I don't understand why anyone would want to eat a magnificent animal like the horse.
I had a friend who made a pond on his property. It wouldn’t hold water. So he through a pig fence around it and put a few hogs in to it. Between droppings, straw and constant kneading by hoofs that created a water proof plaster on the bottom. Next year he had a good pound and his own fish farm. Had perch, small mouth bass and enough crawdads for a good gumbo every now and then.
He planned to butcher the hogs.
But.... his wife named them and wouldn’t let him ‘bring home the bacon’.

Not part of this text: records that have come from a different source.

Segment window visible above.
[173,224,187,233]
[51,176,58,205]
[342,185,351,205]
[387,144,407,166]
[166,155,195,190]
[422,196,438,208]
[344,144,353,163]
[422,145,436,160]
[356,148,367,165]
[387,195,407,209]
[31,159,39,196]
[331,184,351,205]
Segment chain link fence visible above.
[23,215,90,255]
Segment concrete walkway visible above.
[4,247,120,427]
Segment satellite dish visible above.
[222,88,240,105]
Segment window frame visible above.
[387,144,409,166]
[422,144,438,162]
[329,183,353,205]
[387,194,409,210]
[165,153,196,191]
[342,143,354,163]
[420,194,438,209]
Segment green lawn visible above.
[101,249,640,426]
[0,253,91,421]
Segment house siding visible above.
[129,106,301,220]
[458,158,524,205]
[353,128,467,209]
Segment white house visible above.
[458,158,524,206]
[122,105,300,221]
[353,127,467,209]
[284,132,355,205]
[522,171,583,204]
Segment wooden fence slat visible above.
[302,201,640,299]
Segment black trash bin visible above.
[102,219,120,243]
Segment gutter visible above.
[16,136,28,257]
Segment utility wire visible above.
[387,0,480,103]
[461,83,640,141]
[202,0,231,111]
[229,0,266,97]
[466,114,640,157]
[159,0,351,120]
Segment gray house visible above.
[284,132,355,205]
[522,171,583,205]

Before I was born my family paid a visit to grandmas farm. There they befriend a calf they named ‘Blackee’. The next winter on another visit Grandma made them burgers. While eating they asked how Blackee was doing. When she told them they stopped eating their burgers.
Deer, cows, elk, little bunnies, et all are all cute. And I’ve spent many the hour just having a good day watching squirrels in the woods.
I’ve loved a few horses, on the trail and on a plate.
 
Being a horseman, I choose not to eat them, but I am not starving and neither is my family. I have dogs, I would not eat them either.
They have both been mans' loyal companions since before recorded history. No doubt both have been eaten when absolutely necessary from time to time. I chose not to eat them.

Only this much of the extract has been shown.